Kate (Leslie Mann) w dość niecodziennych okolicznościach dowiaduje się, że mąż zdradza ją z seksowną kobietą sukcesu (Cameron Diaz). O dziwo, panie się zaprzyjaźniają, a przy okazji dowiadują, że jest jeszcze... ta trzecia.
Pomysł oczywiście nie do końca przełomowy czy oryginalny, ale mający spory potencjał. Trzy różne dziewczyny, o różnych walorach i wspólny wróg - mężczyzna. Twórcy wybrali jednak chyba najgorszy z możliwych wariantów, zrobili z nich wkurzające histeryczki.
Przez cały seans nie mogłam się zdecydować czy kobiety powinny za wszelką cenę trzymać swych mężczyzn z dala od tego dzieła czy wręcz przeciwnie, zrobić wszystko, by go zobaczyli. Chyba jednak szala przeważa się na opcję numer dwa. Po obejrzeniu "Innej kobiety", faceci będą padać do stóp swym oblubienicom, że nie są takie, jak bohaterki komedii Nicka Cassavetesa. Wahałam się z wyborem, bowiem jeśli koleś jest płochliwy, po filmie od razu wstąpi do zakonu, byle tylko nie mieć do czynienia z żadnym osobnikiem obdarzonym chromosomami XX.
Wydaje mi się, że pisząc scenariusz Melissa Stack chciała ostrzec mężczyzn, by nie zadzierali z kobietami, te bowiem wcale nie są głupie, przejrzą ich na wylot i jeszcze się zemszczą. Efekt jest taki, że przez blisko dwie godziny oglądamy hormonalny koszmar. Histerię, huśtawki nastrojów, brak zdecydowania, jeszcze raz histerię, emocjonalną niedojrzałość, zazdrość o większy biust i jędrniejsze pośladki, brak konsekwencji i - wspominałam już? - znowu histerię. W założeniu też zapewne miało być nieporwanie politycznie, z pazurem, by pokazać, że laski wcale nie są słodko-pierdziste jak w lukrowanych komediach romantycznych, a wyszło ordynarnie i wulgarnie (serio, kogo śmieszy srający pies?).
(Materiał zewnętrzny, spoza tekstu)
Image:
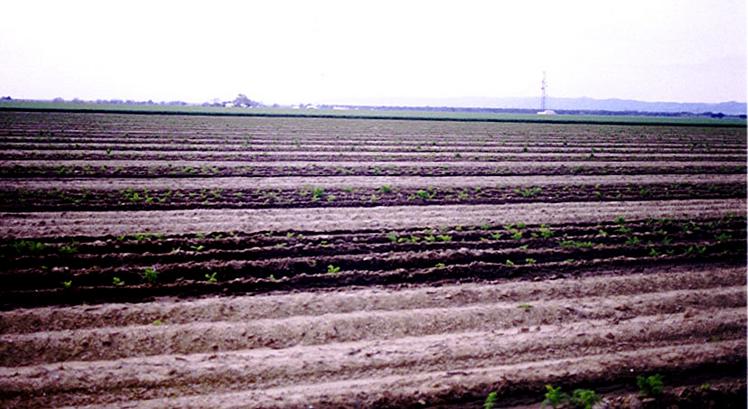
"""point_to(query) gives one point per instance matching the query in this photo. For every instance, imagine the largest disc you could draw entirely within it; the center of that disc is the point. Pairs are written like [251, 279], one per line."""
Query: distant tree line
[534, 111]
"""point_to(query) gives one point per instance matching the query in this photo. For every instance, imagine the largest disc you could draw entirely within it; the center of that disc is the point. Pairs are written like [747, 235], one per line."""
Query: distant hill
[571, 104]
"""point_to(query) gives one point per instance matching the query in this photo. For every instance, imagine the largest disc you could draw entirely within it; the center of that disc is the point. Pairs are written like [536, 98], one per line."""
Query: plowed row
[403, 264]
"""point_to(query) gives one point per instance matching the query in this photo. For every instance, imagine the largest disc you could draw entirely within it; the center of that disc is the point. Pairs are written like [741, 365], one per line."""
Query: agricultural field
[270, 262]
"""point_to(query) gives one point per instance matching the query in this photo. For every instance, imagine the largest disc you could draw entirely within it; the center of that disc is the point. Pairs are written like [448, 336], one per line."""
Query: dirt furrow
[246, 308]
[433, 388]
[116, 342]
[170, 375]
[87, 223]
[300, 182]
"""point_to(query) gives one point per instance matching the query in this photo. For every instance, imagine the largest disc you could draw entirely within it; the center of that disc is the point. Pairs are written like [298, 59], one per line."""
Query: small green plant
[68, 249]
[317, 193]
[28, 246]
[651, 385]
[722, 237]
[571, 244]
[491, 401]
[150, 274]
[554, 397]
[585, 398]
[633, 241]
[545, 232]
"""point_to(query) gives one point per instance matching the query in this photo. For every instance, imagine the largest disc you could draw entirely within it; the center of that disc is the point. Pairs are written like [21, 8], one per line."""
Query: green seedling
[554, 397]
[585, 398]
[317, 193]
[68, 249]
[545, 232]
[571, 244]
[491, 401]
[651, 385]
[28, 246]
[150, 274]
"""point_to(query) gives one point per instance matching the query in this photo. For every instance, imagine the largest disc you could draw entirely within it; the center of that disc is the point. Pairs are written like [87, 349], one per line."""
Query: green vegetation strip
[30, 106]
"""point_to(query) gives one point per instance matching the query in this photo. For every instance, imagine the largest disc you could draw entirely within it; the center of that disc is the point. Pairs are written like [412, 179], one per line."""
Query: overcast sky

Dziewczyny (aktorki) fajne, można było na ich kontrastujących osobowościach wyrzeźbić błyskotliwą, pikantną komedię, a nie wypełnioną obraźliwymi stereotypami, nafaszerowaną banalnymi gagami, pozbawioną grama realizmu durną opowieść z pseudofeministycznym przesłaniem.